Una conferma in tal senso l’ho avuta l’altro giorno mentre che leggevo in classe un passo del “Cato Maior de senectute” di Cicerone. All’improvviso, interrompendo il commento, ho domandato ai miei studenti se loro alla vecchiaia ci pensano mai. Ero convinto che mi avrebbero risposto di no, che si sarebbero messi a ridere oppure che, di rimando, mi avrebbero chiesto “Perché mai dovremmo farlo?”. Invece mi hanno detto che ci pensano, eccome se ci pensano. L’idea non li preoccupa, non li angoscia. Certo, non è un pensiero costante ma, in ogni caso, quando si presenta alla loro mente, non lo rimuovono, non lo cacciano, come si caccia una mosca o un rimorso, anzi, può capitare che in esso trovino riposo, che in esso si addormentino. Anziani, mi confidano, si vedono uguali ad ora, anziani, aggiungono, si immaginano circondati da figli e da nipoti, perché la loro unica paura è, nel crepuscolo dei giorni, quella di ritrovarsi soli, attraversare la senectus soli, morire soli.
L’arco temporale che abbraccia la giovinezza e l’età adulta se lo attendono privo di sorprese.
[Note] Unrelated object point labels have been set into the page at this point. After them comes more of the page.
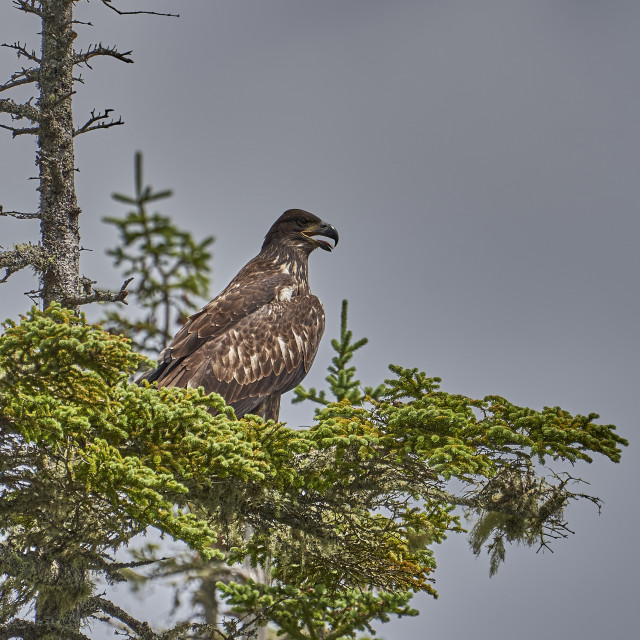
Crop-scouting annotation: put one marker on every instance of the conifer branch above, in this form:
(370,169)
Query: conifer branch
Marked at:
(142,629)
(28,630)
(97,121)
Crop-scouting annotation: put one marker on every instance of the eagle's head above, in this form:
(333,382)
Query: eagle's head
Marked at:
(299,230)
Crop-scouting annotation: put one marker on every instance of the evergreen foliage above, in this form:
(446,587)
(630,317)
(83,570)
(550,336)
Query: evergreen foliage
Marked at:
(342,382)
(352,505)
(168,264)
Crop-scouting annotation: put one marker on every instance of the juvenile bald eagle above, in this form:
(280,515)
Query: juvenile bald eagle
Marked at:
(258,338)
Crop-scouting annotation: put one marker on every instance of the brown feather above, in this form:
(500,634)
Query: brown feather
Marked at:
(258,338)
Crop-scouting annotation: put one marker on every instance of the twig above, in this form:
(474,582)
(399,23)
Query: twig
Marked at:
(95,50)
(21,256)
(22,51)
(96,121)
(96,295)
(19,214)
(28,6)
(24,110)
(20,131)
(107,3)
(24,76)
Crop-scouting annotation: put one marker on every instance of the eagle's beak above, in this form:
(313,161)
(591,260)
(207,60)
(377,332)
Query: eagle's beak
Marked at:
(323,229)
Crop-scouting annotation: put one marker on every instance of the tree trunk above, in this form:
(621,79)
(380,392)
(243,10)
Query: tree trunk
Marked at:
(58,204)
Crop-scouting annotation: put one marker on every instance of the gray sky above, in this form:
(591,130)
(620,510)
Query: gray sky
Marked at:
(480,159)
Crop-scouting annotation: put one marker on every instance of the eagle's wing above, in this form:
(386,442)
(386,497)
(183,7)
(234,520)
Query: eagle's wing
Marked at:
(245,344)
Una volta entrati nel mondo del lavoro, saranno come nuotatori costretti a muoversi ognuno nella propria corsia, senza alcuna possibilità di scartare di lato, di arrestarsi, di cambiare stile, a meno che a esigerlo – a imporlo – non sia l’allenatore a bordo vasca. D’altra parte, cresciuti in una società che richiede a ogni suo membro efficienza e produttività, sono consapevoli del fatto che per l’intero corso dell’esistenza saranno condannati ad essere un semplice ruolo, una mera funzione, non una persona, capace di prendere in mano e di determinare il proprio destino. Di conseguenza, è inevitabile che da qui a cinquant’anni si vedano uguali ad ora. Certo, coi capelli bianchi, certo rallentati nei movimenti. Ma sostanzialmente identici, forse perfino confortati dal fatto che, una volta che avranno lasciato il lavoro, cosa che nell’età della tecnica equivale a diventare invisibili, potranno prestare ascolto, seppure tardivamente, alle proprie passioni e alle proprie vocazioni. Tutti i progetti fatti abortire tra i venti e i trent’anni, tutti i legami d’affetto barattati con legami di convenienza, tutte le occasioni di autenticità (e dunque di autorealizzazione) gettate al vento per paura o per vile calcolo, rinvengono nella vecchiaia una seconda possibilità. I millennials lo hanno compreso. Per questo il futuro lontano né li preoccupa né li spaventa. L’autentica minaccia, col suo seguito di noia e di alienazione, oramai si stende tra la fine dell’adolescenza e l’inizio della vecchiaia. Questa è la colpa che nessun giovane potrà mai perdonarci: avere noi adulti (come genitori, come insegnanti, come cittadini-sudditi) contribuito a rendere l’epilogo del dramma preferibile al dramma stesso, avere donato bellezza all’uscire di scena, ritirarsi in camerino e, finalmente, spogliarsi della maschera (delle maschere) che troppo a lungo gli abbiamo fatto indossare.